Posted by Jamie Hansmann on April 2, 2013 under Pharmaceutical | Be the First to Comment

A recent Time news article, “Tipsy Fish: When Anti-Anxiety Meds Get Into Rivers”, discusses the effect that pharmaceutical-laden wastewater discharge may have on the behavior of aquatic life – even though these micropollutant discharges are not considered toxic by current testing standards.

The article cites a Swedish study where perch, a type of schooling fish, were pulled from rivers downstream of a wastewater treatment facility.  These fish showed a bio-accumulation of Oxazepam, an anti-anxiety medication.  Further lab testing showed that perch exposed to higher levels of Oxazepam became more agressive and willing to strike out on their own.

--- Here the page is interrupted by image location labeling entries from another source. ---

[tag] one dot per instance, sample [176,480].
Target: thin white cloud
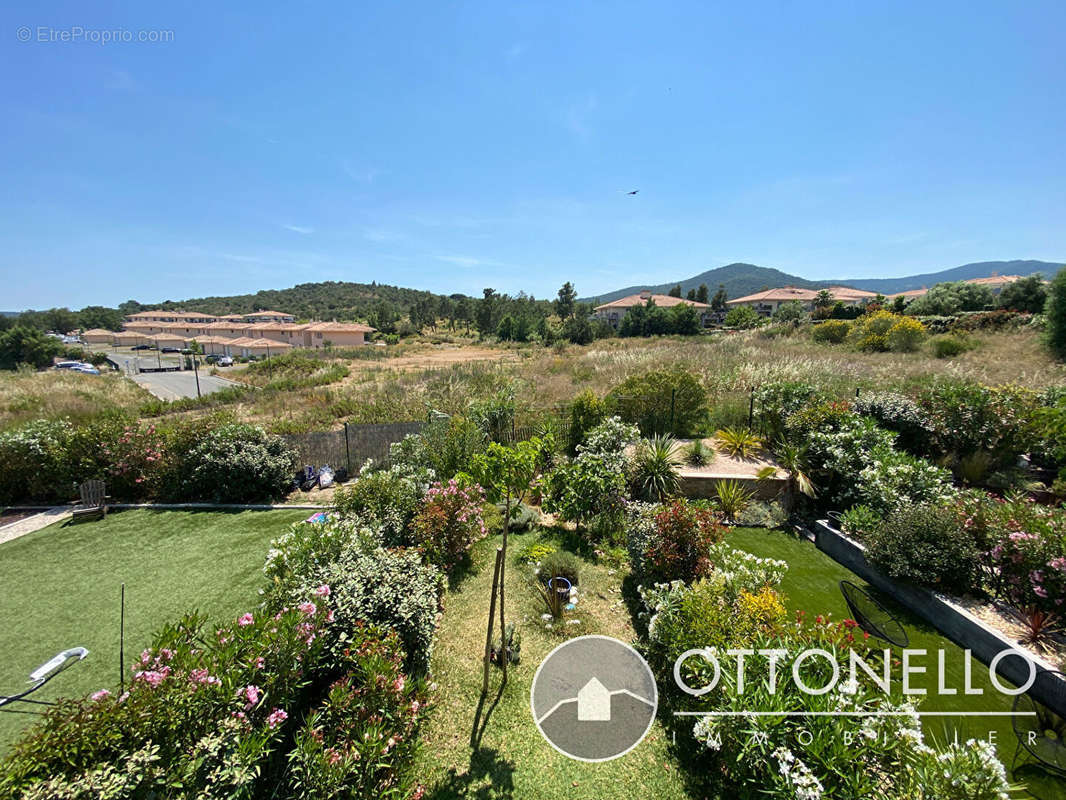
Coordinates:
[122,81]
[463,260]
[578,116]
[364,175]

This sort of behavior is completely out of the ordinary for schooling fish.  Indeed, a solitary schooling fish on its own in nature would almost certainly lead to its untimely demise.  So while this particular drug is not toxic to the fish in a classic sense, it could have detrimental affects on fish populations due to changes in behavioral mechanisms.

How does this relate to the world of ozone?  Current wastewater treatment technology fails to break down most micropollutants, including pharmaceuticals, which allows them to pass calmly into our rivers and lakes.  One possible solution being tested by wastewater researchers is the use of ozone to combat these micropollutants.  If the introduction of ozone does indeed prove successful at removing micropollutants from wastewater, it is one solution that may stem the ever-increasing tide of pharmaceuticals produced by our modern society.

If not, we can at least look forward to a future boom in wild-caught fish for the treatment of anxiety.